Reserved minutes acquired by Varsity show that the Remuneration Committee have proposed a salary range of “£400k-£450k” for the next Vice-Chancellor (VC), who is due to take up the position in 2017.

The proposed salary range, which includes a pension, would constitute a pay rise of between 23 and 38 per cent compared to the most recently released figures, which indicated that Professor Sir Leszek Borysiewicz received a salary of £325,000 in 2014/15.

However, even if the increase came to be at the higher end of the possible range, it would still most likely put Cambridge’s VC’s earnings below his or her counterpart at Oxford, where the then-VC Andrew Hamilton received £462,000 in remuneration in 2014/15. On the other hand, the average pay packet for the Vice-Chancellors of Russell Group universities is smaller, at £297,600 in 2013/14.

The committee minutes note that the proposed salary range is “broad”, and that it is “simply a basis on which to initiate discussions with potential candidates”.

It states that this proposed range was “in effect, a guide rather than a price.” The pay packet is being offered in the hope of attracting high-quality candidates for the position of Vice-Chancellor.

According to the same document, “job satisfaction might be more important to candidates than pay satisfaction”, and that factor “would be taken into account in negotiations and in determining the support which would be made available to the individual concerned”. As such, “remuneration arrangements would not be specified in the job advertisement”.

The proposed salary range was based on remuneration packages for Presidents and Vice-Chancellors “in equivalent institutions in the UK, Australia and the USA”, in order to “reflect the standing of the university” and also “attract a strong field of high quality candidates”.

A university spokesperson said: “An important component of reaching the recommended range for remuneration, including pension, was careful analysis of published data about Vice-Chancellors’ and Presidents’ pay in the US, Australia, and the Russell Group.

“We must compete globally to attract the best qualified candidates.

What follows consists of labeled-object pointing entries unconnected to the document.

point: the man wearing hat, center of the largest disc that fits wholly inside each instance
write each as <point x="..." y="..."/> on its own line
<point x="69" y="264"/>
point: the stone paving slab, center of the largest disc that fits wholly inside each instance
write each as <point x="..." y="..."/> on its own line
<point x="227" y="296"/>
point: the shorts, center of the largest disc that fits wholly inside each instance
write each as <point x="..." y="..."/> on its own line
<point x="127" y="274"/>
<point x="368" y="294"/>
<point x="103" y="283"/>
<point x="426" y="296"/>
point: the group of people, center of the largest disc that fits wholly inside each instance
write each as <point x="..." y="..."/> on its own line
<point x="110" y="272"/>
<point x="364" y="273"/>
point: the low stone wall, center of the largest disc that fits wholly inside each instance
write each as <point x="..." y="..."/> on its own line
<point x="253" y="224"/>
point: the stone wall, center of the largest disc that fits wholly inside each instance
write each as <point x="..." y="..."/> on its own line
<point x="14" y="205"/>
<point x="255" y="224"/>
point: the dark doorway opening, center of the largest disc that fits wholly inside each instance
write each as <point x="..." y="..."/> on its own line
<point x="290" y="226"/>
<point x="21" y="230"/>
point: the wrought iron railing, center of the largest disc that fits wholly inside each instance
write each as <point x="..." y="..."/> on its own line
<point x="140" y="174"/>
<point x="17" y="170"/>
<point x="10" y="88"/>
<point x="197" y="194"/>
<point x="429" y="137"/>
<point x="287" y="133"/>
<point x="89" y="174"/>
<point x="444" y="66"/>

The best person will not come to Cambridge just because of the remuneration package, but understanding the current pay environment internationally is an important factor in recruitment.” They added: “The next Vice-Chancellor will need to provide academic and administrative leadership to the whole university... We are seeking an outstanding individual capable of delivering the university’s mission”.

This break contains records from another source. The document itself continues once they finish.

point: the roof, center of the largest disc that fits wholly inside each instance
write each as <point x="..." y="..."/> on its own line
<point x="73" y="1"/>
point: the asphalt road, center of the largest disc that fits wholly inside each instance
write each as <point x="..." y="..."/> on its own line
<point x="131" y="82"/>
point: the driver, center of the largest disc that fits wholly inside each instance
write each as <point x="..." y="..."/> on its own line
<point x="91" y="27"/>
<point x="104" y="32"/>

In February, Varsity reported that Borysiewicz’s bill for flights was four times the national average of £8,560 for VCs, standing at a total of £38,786, following statistics obtained by the University and College Union (UCU).

The figures showed that, in the past five years, vice-chancellors’ salaries have risen by an average of 14 per cent, compared with 5 per cent for other staff. The Vice-Chancellor role carries several other perks, including the use of the Vice-Chancellor’s lodge, which was worth £4.52 million according to a valuation from July 2014.

According to data released in 2013 by the Chronicle of Higher Education, the highest-paid university President in the USA, Robert Zimmer of the University of Chicago, earns $3,358,723 annually (£2,336,828), although 40 per cent of his income was due to deferred compensation.

Surprisingly, Harvard President Drew Gilpin Faust was only the 54th-highest paid in the USA, with $899,734 (£625,989) per year in 2011, while the President of Stanford also earned less than $1 million.

The highest-paid VC in the UK in 2014 was Neil Gorman from Nottingham Trent University, who earned £623,000 in 2014: 90 per cent more than Cambridge’s current VC, Professor Sir Leszek Borysiewicz, who was not listed in the top 10 earners.

Despite this, Borysiewicz’s current pay packet represents a 43 per cent increase on his predecessor Alison Richard’s salary for 2008/09, £227,000, placing him among the seven highest-paid senior post-holders in the university.